TEMYİZ EDEN: Alacaklı vekili
HUKUK GENEL KURULU KARARI
Hukuk Genel Kurulunca incelenerek direnme kararının süresinde temyiz edildiği anlaşıldıktan ve dosyadaki kağıtlar okunduktan sonra gereği görüşüldü:
İstek, maden işletme ruhsatı üzerine konulan haczin şikayet yolu ile kaldırılmasına ilişkindir.
Şikayet eden borçlu vekili, müvekkilinin maden işletme ruhsatı üzerine İstanbul 34.İcra Müdürlüğünün 2012/27277 E. sayılı dosyasında konulan haczin kaldırılmasına karar verilmesini talep etmiştir.
Karşı taraf-alacaklı vekili, yargılama sırasında davanın reddini savunmuştur.
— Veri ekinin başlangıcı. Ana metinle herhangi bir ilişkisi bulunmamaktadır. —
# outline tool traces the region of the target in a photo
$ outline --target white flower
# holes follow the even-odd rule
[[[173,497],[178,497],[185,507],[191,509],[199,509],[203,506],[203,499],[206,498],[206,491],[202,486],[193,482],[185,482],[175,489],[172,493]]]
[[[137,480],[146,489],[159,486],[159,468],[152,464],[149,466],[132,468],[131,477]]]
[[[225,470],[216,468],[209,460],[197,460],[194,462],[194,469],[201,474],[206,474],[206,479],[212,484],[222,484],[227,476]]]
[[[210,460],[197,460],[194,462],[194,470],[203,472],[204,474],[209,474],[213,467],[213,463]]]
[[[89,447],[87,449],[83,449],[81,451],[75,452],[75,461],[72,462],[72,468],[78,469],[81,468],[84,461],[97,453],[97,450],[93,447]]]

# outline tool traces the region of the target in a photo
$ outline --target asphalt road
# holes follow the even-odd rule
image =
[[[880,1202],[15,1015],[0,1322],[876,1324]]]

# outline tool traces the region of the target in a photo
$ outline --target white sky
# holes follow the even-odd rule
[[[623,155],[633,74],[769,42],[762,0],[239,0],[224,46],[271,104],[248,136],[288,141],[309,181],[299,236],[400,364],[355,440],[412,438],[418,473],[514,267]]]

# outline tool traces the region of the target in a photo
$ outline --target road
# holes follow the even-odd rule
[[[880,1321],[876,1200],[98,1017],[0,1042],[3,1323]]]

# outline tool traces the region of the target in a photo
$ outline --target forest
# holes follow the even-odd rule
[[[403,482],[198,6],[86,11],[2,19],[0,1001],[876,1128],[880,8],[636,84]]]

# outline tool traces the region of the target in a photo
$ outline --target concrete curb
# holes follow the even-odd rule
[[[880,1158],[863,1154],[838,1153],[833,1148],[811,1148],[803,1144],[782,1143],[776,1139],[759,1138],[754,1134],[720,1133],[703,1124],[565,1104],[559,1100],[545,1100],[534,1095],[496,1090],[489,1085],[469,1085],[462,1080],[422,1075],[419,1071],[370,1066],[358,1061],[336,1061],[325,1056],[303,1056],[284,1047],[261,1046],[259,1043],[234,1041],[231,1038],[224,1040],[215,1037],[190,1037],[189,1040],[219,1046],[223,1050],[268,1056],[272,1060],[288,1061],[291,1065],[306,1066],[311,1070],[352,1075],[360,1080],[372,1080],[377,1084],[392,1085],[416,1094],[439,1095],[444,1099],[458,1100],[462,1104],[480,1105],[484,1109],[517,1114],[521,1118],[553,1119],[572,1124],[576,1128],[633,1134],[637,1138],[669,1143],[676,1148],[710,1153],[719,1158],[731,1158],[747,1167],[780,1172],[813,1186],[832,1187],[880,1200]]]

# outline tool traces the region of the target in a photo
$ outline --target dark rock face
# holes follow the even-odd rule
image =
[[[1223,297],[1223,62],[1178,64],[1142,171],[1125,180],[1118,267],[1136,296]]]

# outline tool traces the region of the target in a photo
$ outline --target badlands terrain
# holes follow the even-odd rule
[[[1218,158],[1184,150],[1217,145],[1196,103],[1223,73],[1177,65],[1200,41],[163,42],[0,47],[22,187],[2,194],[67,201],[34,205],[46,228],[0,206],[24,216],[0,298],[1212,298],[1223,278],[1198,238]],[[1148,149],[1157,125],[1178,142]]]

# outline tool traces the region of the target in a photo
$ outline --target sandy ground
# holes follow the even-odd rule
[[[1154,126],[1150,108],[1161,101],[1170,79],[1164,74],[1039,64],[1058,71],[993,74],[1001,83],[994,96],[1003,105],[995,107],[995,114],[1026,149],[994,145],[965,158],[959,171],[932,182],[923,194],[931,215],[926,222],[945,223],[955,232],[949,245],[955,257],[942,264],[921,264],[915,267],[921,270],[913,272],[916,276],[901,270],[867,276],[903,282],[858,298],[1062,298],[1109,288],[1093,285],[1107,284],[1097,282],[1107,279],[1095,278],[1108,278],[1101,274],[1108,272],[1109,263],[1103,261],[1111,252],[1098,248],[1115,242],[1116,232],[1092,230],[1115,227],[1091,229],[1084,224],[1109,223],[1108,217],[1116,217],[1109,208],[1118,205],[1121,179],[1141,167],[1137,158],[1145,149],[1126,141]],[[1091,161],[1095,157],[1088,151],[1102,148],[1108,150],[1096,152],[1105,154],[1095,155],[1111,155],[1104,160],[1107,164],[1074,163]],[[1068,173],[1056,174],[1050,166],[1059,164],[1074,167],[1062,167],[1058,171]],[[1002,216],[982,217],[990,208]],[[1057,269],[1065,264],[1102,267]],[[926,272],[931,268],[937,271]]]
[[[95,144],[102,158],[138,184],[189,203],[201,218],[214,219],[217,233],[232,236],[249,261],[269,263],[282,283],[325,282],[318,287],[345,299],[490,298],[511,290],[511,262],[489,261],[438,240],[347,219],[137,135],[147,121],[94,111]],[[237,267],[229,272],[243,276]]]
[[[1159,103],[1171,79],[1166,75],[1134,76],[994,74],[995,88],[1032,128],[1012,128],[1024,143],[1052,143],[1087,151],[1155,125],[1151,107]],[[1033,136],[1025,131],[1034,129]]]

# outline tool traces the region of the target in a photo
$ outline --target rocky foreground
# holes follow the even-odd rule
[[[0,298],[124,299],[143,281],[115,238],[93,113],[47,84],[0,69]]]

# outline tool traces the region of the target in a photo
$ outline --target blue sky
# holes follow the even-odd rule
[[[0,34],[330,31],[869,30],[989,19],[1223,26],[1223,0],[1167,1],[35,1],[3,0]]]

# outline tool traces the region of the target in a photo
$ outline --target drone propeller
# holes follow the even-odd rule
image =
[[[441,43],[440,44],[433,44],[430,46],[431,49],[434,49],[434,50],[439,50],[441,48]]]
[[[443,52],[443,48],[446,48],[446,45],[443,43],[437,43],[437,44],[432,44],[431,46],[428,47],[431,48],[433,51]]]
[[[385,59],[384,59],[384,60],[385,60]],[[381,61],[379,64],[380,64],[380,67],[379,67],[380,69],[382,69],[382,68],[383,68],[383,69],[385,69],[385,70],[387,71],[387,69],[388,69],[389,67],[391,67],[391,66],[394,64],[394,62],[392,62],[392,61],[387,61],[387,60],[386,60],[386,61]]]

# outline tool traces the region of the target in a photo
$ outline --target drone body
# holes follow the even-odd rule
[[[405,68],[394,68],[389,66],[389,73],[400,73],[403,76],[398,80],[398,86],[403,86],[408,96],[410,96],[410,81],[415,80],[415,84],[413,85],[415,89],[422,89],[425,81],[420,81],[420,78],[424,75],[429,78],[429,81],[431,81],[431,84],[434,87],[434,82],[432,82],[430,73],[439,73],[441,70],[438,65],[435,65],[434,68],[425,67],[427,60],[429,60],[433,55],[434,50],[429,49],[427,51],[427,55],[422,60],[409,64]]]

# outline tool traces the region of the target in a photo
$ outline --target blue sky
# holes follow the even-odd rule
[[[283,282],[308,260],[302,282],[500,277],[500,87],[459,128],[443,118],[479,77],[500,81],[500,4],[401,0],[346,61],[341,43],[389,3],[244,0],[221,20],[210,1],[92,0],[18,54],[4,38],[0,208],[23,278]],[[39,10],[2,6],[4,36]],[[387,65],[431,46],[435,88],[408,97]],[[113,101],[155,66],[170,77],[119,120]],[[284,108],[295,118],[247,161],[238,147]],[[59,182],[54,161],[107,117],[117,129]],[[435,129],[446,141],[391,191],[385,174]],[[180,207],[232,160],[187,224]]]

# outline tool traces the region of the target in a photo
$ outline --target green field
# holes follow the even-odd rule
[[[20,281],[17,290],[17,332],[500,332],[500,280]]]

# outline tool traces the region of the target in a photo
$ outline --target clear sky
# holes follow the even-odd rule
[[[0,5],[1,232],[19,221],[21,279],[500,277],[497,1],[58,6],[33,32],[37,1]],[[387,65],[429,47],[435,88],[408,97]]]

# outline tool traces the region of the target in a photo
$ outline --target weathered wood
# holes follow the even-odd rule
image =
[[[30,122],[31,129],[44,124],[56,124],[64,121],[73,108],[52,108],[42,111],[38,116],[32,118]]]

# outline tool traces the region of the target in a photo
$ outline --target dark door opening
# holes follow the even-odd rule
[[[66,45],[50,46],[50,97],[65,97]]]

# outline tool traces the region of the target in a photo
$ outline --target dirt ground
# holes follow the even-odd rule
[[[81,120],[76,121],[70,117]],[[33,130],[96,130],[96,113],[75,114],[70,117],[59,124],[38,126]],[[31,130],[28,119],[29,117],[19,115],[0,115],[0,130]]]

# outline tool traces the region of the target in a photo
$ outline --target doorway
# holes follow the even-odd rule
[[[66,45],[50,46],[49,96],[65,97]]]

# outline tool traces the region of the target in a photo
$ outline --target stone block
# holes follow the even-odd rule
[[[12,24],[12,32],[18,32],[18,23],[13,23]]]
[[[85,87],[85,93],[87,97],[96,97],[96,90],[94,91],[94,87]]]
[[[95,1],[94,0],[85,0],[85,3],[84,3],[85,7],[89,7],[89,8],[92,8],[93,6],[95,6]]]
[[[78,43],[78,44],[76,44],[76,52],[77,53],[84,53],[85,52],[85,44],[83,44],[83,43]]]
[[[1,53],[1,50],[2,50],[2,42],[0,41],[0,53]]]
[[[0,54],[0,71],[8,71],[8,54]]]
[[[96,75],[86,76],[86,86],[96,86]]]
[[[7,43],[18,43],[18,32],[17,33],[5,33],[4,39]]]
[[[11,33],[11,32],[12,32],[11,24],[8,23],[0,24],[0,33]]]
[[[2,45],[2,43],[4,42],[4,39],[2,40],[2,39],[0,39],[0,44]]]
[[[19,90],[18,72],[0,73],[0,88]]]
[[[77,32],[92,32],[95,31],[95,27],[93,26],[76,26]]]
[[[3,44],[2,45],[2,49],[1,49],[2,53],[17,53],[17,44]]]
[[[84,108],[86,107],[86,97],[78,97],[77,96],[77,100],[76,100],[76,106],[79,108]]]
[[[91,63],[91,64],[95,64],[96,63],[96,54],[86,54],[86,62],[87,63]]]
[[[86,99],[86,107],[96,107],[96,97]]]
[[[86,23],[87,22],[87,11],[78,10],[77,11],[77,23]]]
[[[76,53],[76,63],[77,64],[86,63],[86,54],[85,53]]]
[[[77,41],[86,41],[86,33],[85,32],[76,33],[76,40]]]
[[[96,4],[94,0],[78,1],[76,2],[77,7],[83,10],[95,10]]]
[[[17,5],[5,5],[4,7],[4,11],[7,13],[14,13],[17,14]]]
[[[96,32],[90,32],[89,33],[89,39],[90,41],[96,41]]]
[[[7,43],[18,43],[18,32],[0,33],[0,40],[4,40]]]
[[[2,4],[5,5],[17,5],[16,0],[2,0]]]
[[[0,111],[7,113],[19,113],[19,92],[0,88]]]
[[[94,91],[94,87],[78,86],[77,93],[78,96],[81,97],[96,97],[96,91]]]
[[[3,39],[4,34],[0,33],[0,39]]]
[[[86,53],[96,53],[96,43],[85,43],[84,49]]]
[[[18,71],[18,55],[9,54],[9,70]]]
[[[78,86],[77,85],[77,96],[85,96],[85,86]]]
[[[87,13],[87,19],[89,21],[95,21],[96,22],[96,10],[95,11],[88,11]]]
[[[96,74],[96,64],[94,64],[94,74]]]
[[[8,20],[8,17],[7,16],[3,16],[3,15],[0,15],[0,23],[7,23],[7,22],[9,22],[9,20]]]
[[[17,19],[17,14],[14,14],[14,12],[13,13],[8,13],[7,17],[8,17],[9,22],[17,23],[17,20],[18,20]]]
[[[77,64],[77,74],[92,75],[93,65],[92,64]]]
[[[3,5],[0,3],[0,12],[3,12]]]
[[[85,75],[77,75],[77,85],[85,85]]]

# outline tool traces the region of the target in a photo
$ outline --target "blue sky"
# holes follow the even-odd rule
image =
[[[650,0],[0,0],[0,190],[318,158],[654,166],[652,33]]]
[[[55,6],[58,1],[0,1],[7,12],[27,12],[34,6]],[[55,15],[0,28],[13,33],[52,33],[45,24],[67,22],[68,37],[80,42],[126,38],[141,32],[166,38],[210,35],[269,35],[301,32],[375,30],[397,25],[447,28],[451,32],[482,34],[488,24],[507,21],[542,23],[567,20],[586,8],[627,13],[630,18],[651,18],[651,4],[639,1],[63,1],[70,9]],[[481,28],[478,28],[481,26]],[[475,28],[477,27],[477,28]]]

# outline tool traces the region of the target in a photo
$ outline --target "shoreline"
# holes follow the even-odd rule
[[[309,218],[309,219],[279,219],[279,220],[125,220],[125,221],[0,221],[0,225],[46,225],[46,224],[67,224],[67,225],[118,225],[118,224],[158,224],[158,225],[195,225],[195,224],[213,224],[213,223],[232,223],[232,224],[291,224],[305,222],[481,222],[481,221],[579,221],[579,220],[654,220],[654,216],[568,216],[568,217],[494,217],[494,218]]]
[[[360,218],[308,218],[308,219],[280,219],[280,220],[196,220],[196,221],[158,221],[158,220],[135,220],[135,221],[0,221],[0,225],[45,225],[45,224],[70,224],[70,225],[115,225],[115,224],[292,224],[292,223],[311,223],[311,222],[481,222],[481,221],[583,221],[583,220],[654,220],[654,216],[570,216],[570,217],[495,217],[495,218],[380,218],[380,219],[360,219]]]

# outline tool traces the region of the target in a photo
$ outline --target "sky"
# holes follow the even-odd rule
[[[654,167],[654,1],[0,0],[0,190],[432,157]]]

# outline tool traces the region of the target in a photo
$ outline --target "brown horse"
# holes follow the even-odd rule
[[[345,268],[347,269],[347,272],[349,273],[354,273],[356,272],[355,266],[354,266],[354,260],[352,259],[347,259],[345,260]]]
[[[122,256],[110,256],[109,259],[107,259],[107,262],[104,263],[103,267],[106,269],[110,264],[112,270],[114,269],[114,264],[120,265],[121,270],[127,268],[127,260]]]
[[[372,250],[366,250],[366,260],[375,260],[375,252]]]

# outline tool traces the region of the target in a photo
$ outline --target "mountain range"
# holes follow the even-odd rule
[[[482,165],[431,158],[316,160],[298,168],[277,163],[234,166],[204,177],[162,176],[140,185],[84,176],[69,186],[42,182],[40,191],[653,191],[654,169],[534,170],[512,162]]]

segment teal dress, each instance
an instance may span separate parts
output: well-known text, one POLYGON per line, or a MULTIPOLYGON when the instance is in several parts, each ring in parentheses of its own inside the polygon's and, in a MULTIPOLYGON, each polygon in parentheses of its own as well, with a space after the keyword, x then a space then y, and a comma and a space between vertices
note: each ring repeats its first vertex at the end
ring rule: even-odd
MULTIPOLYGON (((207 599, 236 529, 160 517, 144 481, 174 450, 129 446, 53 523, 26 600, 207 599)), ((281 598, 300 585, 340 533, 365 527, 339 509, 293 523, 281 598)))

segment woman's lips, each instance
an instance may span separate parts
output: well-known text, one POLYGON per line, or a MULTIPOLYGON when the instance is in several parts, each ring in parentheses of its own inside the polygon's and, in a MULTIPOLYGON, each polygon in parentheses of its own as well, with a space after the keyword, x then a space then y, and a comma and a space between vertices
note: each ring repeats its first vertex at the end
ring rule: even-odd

Mahkemece, konuyu düzenleyen Maden Yasasının 40.maddesinin gerek 1.paragrafında gerekse 2.paragrafında haczedilebilir madenler ile haczi mümkün olmayanların açık bir şekilde belirlendiği, haczi mutlak şekilde kısıtlayan 1.paragraf ile kısmen hacze imkan veren ikinci paragraf metni birlikte değerlendirildiğinde bunlar arasında bir madenin işletilmesi için gerekli olan ruhsatın bulunmadığı, icra müdürlüğünün gerekçesiz olarak verdiği karar ile haczedilmemesi gereken ruhsatın haczini mümkün kılarak İİK.nun 40.maddesini ağır bir şekilde ihlal ettiği, ruhsatın iptali ile borçlunun maden kanunundan kaynaklanan ve 40.maddesinin 1.paragrafı ile korumaya alınan maden çıkarma faaliyetinin sekteye uğradığı gerekçesiyle maden işletme ruhsatı üzerine konulan haczin şikayet yoluyla kaldırılmasına dair verilen karar, Özel Dairece, metni yukarıda başlık bölümüne alınan gerekçeler ile bozulmuş; mahkemece, önceki gerekçeler genişletilmek suretiyle direnme kararı verilmiştir.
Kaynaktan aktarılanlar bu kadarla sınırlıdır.